By Emily Harris
Most Washington College students may have left Chestertown for the summer, but concerns about student behavior off campus remained at the forefront of residents’ minds. The recently formed Washington Avenue Neighborhood Association (WANA) met with Mayor Chris Cerino on July 22 to voice some of their concerns.
“They wanted to share their stories about some of the experiences they’ve had with rentals,” Cerino said. “Primarily with rentals to college students where they felt the college students were being disruptive, for lack of a better term.”
Other representatives from the town were also present, and Vice President of Student Affairs Dr. Xavier A. Cole attended as a representative of the College.
“The main piece is around noise and disorderly conduct that they find after hours, some weeknights, particularly on the weekends when school is in session and Washington College students are in town,” Cole said.
The proximity of these Washington Avenue rental houses to the campus makes them a frequent destination for students.
“Even if they were not planning something, a party that they’re inviting people to, it’s a known destination of previous parties, and you may get a mass of people uninvited,” said Cole.
A mandatory meeting for students who choose to live off campus is held at the beginning of the school year with Dr. Cole, the chief of the Chestertown Police Department, and other interested parties from the College and the town.
The students are brought in to discuss the responsibilities of living off campus, as well as effective ways to communicate with landlords. However, Cole still thinks there is work to be done as far as making students aware of the impact that they have within their off campus neighborhoods.
“What I want students to do is not create an artificial environment as an undergraduate student that doesn’t actually exist anywhere,” he said. He views living off campus as “an intermediate step, you start to pay your own bills, you understand these responsibilities. But you also have to self-regulate.”
The idea of a permitting process for landlords was brought up in the July 22 discussion with the Washington Avenue neighborhood association.
“That was one of their big concepts,” said Cerino. “I think the idea is that if you’re required to get a permit from the town…the permit can be revoked if the landlord is filling the house with tenants that are disruptive.”
Permits for rental properties may improve accountability for both landlords and tenants—but the fees associated with this process could have unwelcome consequences for other renters in town who are not causing problems.
“Whether it fell on the landlord or not, I think it would eventually be pushed to the students.

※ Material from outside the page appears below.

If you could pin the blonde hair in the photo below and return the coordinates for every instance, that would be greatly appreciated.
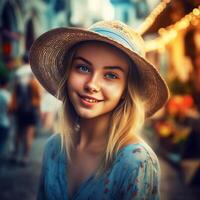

Not even eventually…rates would go up,” said Cole in reference to the price of renting off campus. “The smarter thing to do would [be to] have the fees…higher for those houses that violate, not for everyone in the system. If you want the financial impact to be felt, have it at the people creating the problem, not the entire system.”
Cerino said it is unlikely that the town will implement a permit process immediately.
“Requiring a thousand landlords to come get permits from the town, that could be a full time position for somebody in town hall, and we don’t have that person right now,” he said. “It’s an interesting concept, I don’t know that it’s a step that we need to take, but we’ll see. If the problems persist unabated that might be something that we’ll have to look into.”
Cerino pointed out that there are regulations on the books such as the chronic nuisance ordinance to discourage unruly tenants, and part of Chestertown residents’ frustration stems from lack of enforcement.
He said, “If a house receives three citations for noise…that can be grounds for eviction…They felt like the enforcement on that from the town had been lax.”
On Wednesday Aug. 21 Director of Public Safety Gerald Roderick sent a campus-wide email on behalf of Chief of the Chestertown Police Department Adrian Baker. Baker addressed the possibility of noise complaints and police response.
“If we are called by virtue of a complaint, we will respond. If there is illegal activity, we will take action,” he said. “If you are an off-campus tenant hosting a party, you will be held responsible for your actions and may be held responsible for the conduct of any guests you have upon premises.”
Depending on the severity of the disturbances and the number of citations issued, there is also potential for students to be expelled from WC.
“There is no right to party. There never was a right to party…there are always rules, there always will be,” Cole said. “I’m a fair person, but eventually the behavior will stop. The alternative is that you lose your privilege of being here.”
According to Cerino, Zoning Administrator Kees de Mooy has been in direct contact with Washington Avenue landlords in the past about the concerns residents on the street have raised.
At this point in time, WC students have not been brought into the discussions with Washington Avenue residents.
“Yes, we do hope to meet with whatever students choose to rent off campus,” Cerino said. “It’s still early in the game, and the thing that we need to remember is that each year the renters change, sometimes there’s a 100 percent turnover.”
“A conversation with the students and the neighbors I think would go a long way,” said Cole. “We’re here to treat students as emerging adults, and students have a voice, and I want them to use it. I want them to be able to advocate what their needs are, but also be able to stand and justify for their own behaviors.”